6
$\begingroup$

Let $U$ be an open convex subset of $\mathbb R^n$ and $f:U\to\mathbb R$ a convex function on it.

  • It is a well-known fact that if the second partial derivatives exist everywhere on $U$ and are all continuous (i.e., if $f\in\mathcal C^2$), then the Hessian of $f$ is symmetric, that is, $\partial^2 f/(\partial x_i\partial x_j)=\partial^2 f/(\partial x_j\partial x_i)$ for any $i,j\in\{1,\ldots,n\}$. (Actually, $f$ needn't even be convex for this result.)
  • In fact, Alexandroff's theorem states that the Hessian exists and is symmetric almost everywhere with respect to the $n$-dimensional Lebesgue measure, without any additional assumptions beyond convexity.
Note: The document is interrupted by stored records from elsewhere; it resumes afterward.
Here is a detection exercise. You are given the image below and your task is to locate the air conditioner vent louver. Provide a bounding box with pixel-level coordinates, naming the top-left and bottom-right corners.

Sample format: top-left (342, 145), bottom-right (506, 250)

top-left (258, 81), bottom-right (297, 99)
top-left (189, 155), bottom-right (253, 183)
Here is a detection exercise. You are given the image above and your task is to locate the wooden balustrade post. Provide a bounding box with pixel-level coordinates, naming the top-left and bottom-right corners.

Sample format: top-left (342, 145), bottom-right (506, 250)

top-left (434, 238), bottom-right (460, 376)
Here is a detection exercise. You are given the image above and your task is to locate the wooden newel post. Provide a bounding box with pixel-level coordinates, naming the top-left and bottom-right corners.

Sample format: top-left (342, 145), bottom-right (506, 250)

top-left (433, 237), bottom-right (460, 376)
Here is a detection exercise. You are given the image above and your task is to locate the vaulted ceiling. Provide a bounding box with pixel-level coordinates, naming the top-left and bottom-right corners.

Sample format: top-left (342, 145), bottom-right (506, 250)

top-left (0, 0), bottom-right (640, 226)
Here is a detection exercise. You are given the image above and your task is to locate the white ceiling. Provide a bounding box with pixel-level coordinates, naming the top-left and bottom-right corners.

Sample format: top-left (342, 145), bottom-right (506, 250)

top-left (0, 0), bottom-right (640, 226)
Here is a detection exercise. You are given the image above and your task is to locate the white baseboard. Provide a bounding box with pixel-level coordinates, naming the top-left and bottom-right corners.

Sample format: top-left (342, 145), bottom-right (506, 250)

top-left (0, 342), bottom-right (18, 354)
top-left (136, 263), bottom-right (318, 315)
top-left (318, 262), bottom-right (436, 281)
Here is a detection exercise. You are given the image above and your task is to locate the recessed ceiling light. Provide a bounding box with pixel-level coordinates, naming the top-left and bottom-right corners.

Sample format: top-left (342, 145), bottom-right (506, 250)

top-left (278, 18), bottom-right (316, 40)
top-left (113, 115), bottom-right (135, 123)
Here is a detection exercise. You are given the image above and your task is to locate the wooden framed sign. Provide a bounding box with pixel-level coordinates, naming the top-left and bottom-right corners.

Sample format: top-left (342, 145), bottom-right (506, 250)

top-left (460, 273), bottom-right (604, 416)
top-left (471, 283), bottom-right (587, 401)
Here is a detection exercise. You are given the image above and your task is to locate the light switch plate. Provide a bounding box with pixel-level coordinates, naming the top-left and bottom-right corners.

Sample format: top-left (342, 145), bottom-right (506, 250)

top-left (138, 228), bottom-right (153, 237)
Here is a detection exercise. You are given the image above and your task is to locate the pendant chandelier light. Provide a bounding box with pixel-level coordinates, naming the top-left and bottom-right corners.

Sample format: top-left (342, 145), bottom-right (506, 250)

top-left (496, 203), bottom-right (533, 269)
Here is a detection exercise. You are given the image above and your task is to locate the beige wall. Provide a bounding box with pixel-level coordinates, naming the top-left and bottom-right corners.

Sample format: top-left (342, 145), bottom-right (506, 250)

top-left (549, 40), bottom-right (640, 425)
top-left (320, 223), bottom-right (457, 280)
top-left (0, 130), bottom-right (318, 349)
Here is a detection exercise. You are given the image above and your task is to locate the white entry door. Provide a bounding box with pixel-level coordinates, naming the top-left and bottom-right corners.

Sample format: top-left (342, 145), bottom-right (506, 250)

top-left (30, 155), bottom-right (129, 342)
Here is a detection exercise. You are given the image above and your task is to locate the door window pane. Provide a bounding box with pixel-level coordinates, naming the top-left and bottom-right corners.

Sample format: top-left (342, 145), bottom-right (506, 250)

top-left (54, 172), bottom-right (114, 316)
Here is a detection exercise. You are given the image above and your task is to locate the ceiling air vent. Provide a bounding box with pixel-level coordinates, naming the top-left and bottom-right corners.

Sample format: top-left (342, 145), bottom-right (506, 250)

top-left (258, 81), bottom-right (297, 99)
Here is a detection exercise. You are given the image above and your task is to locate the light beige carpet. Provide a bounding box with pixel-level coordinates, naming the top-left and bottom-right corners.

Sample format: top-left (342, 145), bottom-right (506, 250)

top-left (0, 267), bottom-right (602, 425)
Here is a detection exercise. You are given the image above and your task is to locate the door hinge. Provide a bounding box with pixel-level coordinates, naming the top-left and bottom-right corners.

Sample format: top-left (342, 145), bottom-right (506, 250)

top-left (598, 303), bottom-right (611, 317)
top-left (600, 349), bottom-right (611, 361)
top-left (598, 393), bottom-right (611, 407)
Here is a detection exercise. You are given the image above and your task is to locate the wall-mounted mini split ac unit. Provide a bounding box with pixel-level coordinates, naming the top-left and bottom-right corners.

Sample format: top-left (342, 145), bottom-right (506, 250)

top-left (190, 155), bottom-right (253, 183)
Question: It is possible for $f$ to be twice differentiable (and thus have, not necessarily everywhere-continuous, second-order partial derivatives) everywhere on $U$ but a Hessian that is not symmetric at some $x\in U$?


Update: Dudley (1977) gives an example of a convex function with an existent and asymmetric Hessian at the origin. This counterexample doesn't settle my question, however, because Dudley's function doesn't have a second-order (Fréchet) derivative (i.e., not twice differentiable) at the origin (even though the second-order partial derivatives exist). I would like to see a convex function with both an existent second-order Fréchet derivative and with asymmetric Hessian at some point (which necessarily implies that some of the second-order partial derivatives are discontinuous at that point).

$\endgroup$

1 Answer 1

10
$\begingroup$

It turns out that twice-differentiability implies that the Hessian is symmetric even without convexity and with no reference to whether the second-order partial derivatives are continuous! The proof below is based on Theorem 8.12.2 in the book Foundations of Modern Analysis by Dieudonné (1969, p. 180).

Claim: Let $U\subseteq\mathbb R^n$ be an open set and $f:U\to\mathbb R$ a function. Suppose that $f$ is (Fréchet) differentiable on $U$ and that it is twice (Fréchet) differentiable at $\mathbf x_0\in U$. Then, the Hessian matrix $\mathbf H(\mathbf x_0)$ at $\mathbf x_0$ is symmetric.

Proof: Let $\mathbf D:U\to\mathbb R^n$ denote the gradient function of $f$. Fix $\varepsilon>0$. Since $\mathbf D$ is Fréchet differentiable at $\mathbf x_0$ by assumption, it follows that there exists some $\delta>0$ such that $\|\mathbf v\|<4\delta$ implies that $$\left\|\mathbf D(\mathbf x_0+\mathbf v)-\mathbf D(\mathbf x_0)-\mathbf H(\mathbf x_0)\cdot\mathbf v\right\|\leq\varepsilon\|\mathbf v\|.$$ There is no loss of generality in taking $\delta$ to be so small that the open ball $B(4\delta,\mathbf x_0)$ is contained in the open set $U$.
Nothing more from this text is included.